After hearing platitudes from politicians–we’re the best…….etc…–it’s refreshing to find one who seems to understand the problem.
Most of that legislation — and most of the health care debate in America for the last 50 years — has been how to pay for health care. I don’t think the problem is how you pay for health care. It’s what we’re buying. We’re buying a product that is very ineffective, very inefficient, and doesn’t have real impact on population health.Our population health statistics in this country are a little bit better than Cuba’s, and we spend huge sums of money. So, ultimately, we have to change the way health care is organized and delivered, and we need to recognize that the objective of the health care system is not simply to finance medical care. It’s to keep people healthy.
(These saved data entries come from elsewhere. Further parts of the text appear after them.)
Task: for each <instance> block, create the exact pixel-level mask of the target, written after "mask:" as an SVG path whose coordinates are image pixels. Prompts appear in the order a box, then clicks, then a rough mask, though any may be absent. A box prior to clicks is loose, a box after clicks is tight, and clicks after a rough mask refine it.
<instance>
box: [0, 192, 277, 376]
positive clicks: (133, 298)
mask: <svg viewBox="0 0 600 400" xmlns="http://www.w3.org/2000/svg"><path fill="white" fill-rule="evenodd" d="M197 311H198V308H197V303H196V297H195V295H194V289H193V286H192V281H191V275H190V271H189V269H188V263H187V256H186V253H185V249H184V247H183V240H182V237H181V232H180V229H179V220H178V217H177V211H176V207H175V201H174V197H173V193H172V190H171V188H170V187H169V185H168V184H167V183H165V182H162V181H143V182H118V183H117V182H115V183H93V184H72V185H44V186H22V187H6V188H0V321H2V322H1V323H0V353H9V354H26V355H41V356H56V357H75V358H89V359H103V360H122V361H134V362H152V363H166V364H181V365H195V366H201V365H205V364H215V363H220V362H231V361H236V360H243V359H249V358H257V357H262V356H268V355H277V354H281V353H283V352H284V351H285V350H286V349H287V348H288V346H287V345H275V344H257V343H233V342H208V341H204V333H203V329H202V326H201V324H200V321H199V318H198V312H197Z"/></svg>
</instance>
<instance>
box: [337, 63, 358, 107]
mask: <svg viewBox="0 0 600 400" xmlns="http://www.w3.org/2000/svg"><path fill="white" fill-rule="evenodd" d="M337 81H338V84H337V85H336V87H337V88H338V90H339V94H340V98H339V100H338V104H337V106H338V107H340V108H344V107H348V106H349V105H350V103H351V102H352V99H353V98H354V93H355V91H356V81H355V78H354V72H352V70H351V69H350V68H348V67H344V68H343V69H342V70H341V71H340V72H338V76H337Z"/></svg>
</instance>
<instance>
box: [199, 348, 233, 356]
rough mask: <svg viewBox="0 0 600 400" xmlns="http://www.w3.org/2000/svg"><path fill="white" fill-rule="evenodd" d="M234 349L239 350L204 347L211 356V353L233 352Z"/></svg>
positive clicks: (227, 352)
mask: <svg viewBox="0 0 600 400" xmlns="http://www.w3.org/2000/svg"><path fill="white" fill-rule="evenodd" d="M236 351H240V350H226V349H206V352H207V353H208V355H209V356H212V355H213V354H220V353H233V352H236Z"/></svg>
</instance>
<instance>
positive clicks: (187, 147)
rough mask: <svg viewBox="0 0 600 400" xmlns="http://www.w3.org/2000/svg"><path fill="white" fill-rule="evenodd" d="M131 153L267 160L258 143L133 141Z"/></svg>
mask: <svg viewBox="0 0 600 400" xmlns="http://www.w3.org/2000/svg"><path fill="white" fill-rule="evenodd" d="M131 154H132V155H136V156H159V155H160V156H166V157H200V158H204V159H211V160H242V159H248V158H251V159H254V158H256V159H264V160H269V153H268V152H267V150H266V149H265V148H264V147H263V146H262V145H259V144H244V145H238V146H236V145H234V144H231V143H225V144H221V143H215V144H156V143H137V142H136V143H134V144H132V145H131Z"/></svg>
You can cut people from Medicaid, but where do they go? They go to the emergency room, and so then you’re paying for a stroke rather than managing their blood pressure. They don’t go away.The only way that saves you money … is if you also pass a law that says, ‘If you show up at the ER without insurance coverage, we’ll let you die on the ambulance ramp.’ That’s the only way, and no one is suggesting that.
Medicynical Note: Health care has long been a unbalanced equation. On one side we have unlimited expectations of care paid for by insurance or just some one else; expectations of unlimited profits by providers (hospitals, pharmaceutical companies, doctors); and a paradoxic lack of concern about costs. On the other hand we have no viable funding scheme to meet these expectations.
Health care inflation is like a bubble fed by our willingness to use debt both personal and national to pay anything demanded for even a limited benefit –a little like buying tulips in 17th century Holland. I won’t repeat the litany of our tolerance of inefficiency and the wide difference in costs between our non-system and more systematic approaches of every other industrial nation. We are unique (American exceptionalism strikes again) and on an unsustainable course.
Our republican friends want an as yet undefined free market system. What they mean is anyone’s guess. One could envision that under such a system insurers (provider) would be “free” to limit their risk and deny coverage (service) to anyone they chose–as any business does. Hospitals would be “free” to deny service to those unable to pay for service.
Where this “free market” leads is anyone’s guess. If we are willing to deny access to care to people who can’t pay (you might reread Jonathan Swift’s A Modest Proposal) in our “free market,” it will be a public health disaster.
If we as a nation feel some responsibility to assure access to care we’ll have a system with multiple levels of care quality and service, essentially one of explicit economic rationing. It would, at a minimum, require a complicated formula for government subsidization of those unable to afford insurance.
In the end we’ll get what we deserve.
It’s human nature to want to feel better than the next guy and oppose being told that you have to do something.
Those that have coverage feel better than those than don’t, as long as they don’t have to pay too much for or are denied coverage. Higher rate increases and reduction of coverage events are happening with increasing frequency. When enough people find that they aren’t covered and that the government cannot and will not pay for it, we’ll see change.